Needless to say, we decided to take a break from our relentless babychasing, stabilize ourselves, and then move ahead. Five months - and many therapy sessions - later we are starting to laugh again, to feel that lightness in our steps. We are turning toward each other instead of isolating in our grief. We now know that we can face great challenges as a couple and get through them. We are humbled in our experiences in trying to begin a family.
With great trepidation and cautious hope, we are about to begin our third IVF attempt as we were told this would lessen the chances for another miscarriage. And believe us, we would do ANYTHING to avoid another one at this point. Mo will begin lupron next week and we plan to blog our way - sometimes one or the other of us, sometimes as a couple - through the journey this time.

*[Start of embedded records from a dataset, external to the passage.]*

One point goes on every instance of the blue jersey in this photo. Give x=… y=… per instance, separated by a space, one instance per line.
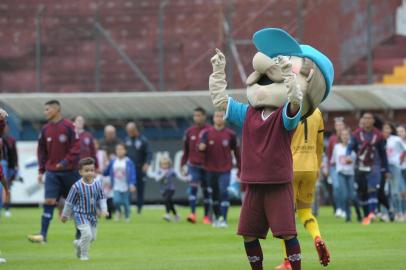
x=82 y=202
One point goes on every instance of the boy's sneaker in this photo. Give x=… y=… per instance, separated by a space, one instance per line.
x=191 y=218
x=76 y=245
x=167 y=217
x=206 y=220
x=285 y=265
x=322 y=251
x=223 y=224
x=36 y=238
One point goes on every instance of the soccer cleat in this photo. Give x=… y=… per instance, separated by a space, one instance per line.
x=36 y=238
x=285 y=265
x=191 y=218
x=322 y=251
x=222 y=223
x=367 y=220
x=77 y=247
x=206 y=220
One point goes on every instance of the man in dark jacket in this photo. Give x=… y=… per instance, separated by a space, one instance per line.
x=139 y=151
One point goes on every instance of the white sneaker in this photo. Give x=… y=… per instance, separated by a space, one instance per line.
x=223 y=224
x=77 y=246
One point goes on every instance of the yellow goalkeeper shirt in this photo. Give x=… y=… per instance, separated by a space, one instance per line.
x=307 y=143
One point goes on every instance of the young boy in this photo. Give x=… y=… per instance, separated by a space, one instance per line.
x=123 y=180
x=81 y=203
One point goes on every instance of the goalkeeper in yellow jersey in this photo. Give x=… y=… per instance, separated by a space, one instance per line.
x=307 y=151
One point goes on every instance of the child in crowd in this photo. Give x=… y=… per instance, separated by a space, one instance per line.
x=394 y=150
x=345 y=171
x=123 y=179
x=81 y=203
x=166 y=177
x=103 y=162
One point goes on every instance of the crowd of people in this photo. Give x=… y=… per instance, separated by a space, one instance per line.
x=364 y=168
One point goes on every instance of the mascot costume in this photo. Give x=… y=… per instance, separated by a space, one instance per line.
x=288 y=83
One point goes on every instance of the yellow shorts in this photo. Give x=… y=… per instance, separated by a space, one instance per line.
x=304 y=184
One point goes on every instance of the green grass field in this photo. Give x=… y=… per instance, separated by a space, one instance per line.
x=148 y=242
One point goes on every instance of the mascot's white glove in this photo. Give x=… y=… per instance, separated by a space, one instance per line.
x=295 y=95
x=217 y=81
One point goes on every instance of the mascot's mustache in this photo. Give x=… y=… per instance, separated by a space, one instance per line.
x=265 y=92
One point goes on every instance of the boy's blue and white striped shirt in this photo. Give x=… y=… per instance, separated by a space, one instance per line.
x=82 y=202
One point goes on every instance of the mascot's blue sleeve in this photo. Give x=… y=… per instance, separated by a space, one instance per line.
x=236 y=112
x=290 y=123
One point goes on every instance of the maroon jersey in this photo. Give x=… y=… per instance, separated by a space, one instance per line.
x=266 y=154
x=58 y=143
x=87 y=148
x=191 y=152
x=219 y=144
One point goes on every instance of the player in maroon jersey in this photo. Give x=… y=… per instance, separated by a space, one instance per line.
x=58 y=157
x=194 y=159
x=218 y=144
x=87 y=147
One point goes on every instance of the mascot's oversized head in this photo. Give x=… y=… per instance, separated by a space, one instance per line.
x=265 y=86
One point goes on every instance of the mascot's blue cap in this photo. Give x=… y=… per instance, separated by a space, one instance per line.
x=274 y=41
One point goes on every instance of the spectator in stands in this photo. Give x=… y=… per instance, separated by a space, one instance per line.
x=139 y=151
x=87 y=148
x=401 y=131
x=194 y=159
x=394 y=150
x=165 y=176
x=10 y=162
x=345 y=172
x=338 y=203
x=110 y=141
x=123 y=179
x=369 y=145
x=103 y=161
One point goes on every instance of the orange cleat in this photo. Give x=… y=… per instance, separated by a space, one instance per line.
x=324 y=254
x=191 y=218
x=206 y=220
x=285 y=265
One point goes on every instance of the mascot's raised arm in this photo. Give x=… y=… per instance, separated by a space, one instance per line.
x=282 y=69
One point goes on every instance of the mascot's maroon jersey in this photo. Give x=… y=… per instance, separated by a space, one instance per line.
x=266 y=154
x=191 y=152
x=219 y=144
x=58 y=143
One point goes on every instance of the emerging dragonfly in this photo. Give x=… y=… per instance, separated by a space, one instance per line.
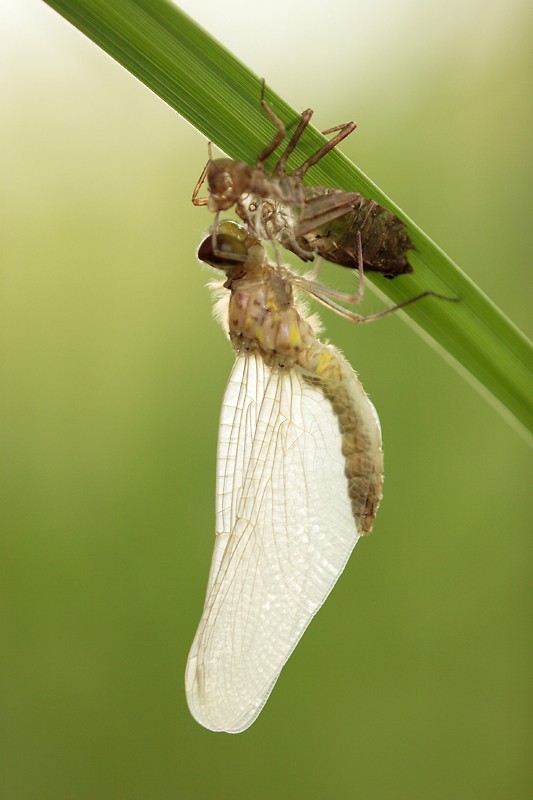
x=307 y=220
x=299 y=479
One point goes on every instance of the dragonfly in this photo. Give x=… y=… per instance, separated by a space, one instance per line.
x=299 y=480
x=308 y=220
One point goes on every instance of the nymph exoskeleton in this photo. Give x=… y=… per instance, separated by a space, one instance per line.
x=308 y=220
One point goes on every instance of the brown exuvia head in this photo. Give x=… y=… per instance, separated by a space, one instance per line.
x=227 y=181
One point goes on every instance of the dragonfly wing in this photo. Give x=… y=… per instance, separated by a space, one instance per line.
x=285 y=530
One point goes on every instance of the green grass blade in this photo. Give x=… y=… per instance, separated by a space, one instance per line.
x=217 y=94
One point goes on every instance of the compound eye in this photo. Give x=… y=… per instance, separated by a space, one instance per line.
x=228 y=250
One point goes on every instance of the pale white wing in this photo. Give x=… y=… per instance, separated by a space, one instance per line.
x=285 y=530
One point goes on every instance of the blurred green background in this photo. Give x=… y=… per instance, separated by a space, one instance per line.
x=413 y=681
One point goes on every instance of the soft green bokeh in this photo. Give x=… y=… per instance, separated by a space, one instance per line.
x=412 y=682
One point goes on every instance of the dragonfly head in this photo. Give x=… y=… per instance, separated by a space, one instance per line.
x=231 y=247
x=227 y=180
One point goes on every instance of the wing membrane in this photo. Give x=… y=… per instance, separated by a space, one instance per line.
x=285 y=530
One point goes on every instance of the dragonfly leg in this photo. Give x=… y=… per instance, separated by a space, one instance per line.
x=202 y=201
x=344 y=131
x=279 y=125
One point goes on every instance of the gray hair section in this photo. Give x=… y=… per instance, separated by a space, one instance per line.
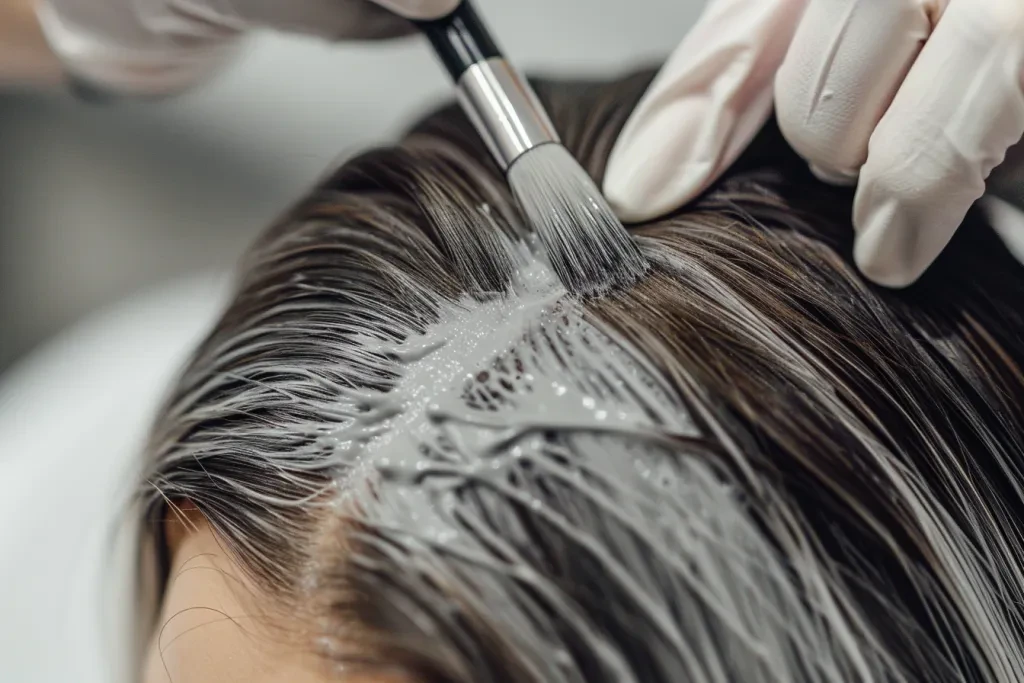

Our apartment is filled with the detritus of our previous IVF attempts. A closet shelf filled to the brim with syringes, needles, alcohol swabs - a junkie's dream. Long forgotten, nearly empty vials of meds in the back of the refrigerator (bottom shelf behind the cocktail olives). Infertility and pregnancy books line Mo's closet shelves (hidden away so as not to reveal to guests the depths of our obsession). And, sadly, ultrasound snapshots of two of the three pregnancies that slipped from our lives, but not from our minds and hearts.
Perhaps hardest to let go are the prematurely laid plans for Sundays in the playground, vacations, and everyday joys of having a baby in our home. We are hopeful that one way or another, these dreams will eventually come true. This blog is an attempt to record our thoughts and impressions of the (in)fertility process - as they converge and diverge, Mars and Venus, on the road to parenthood.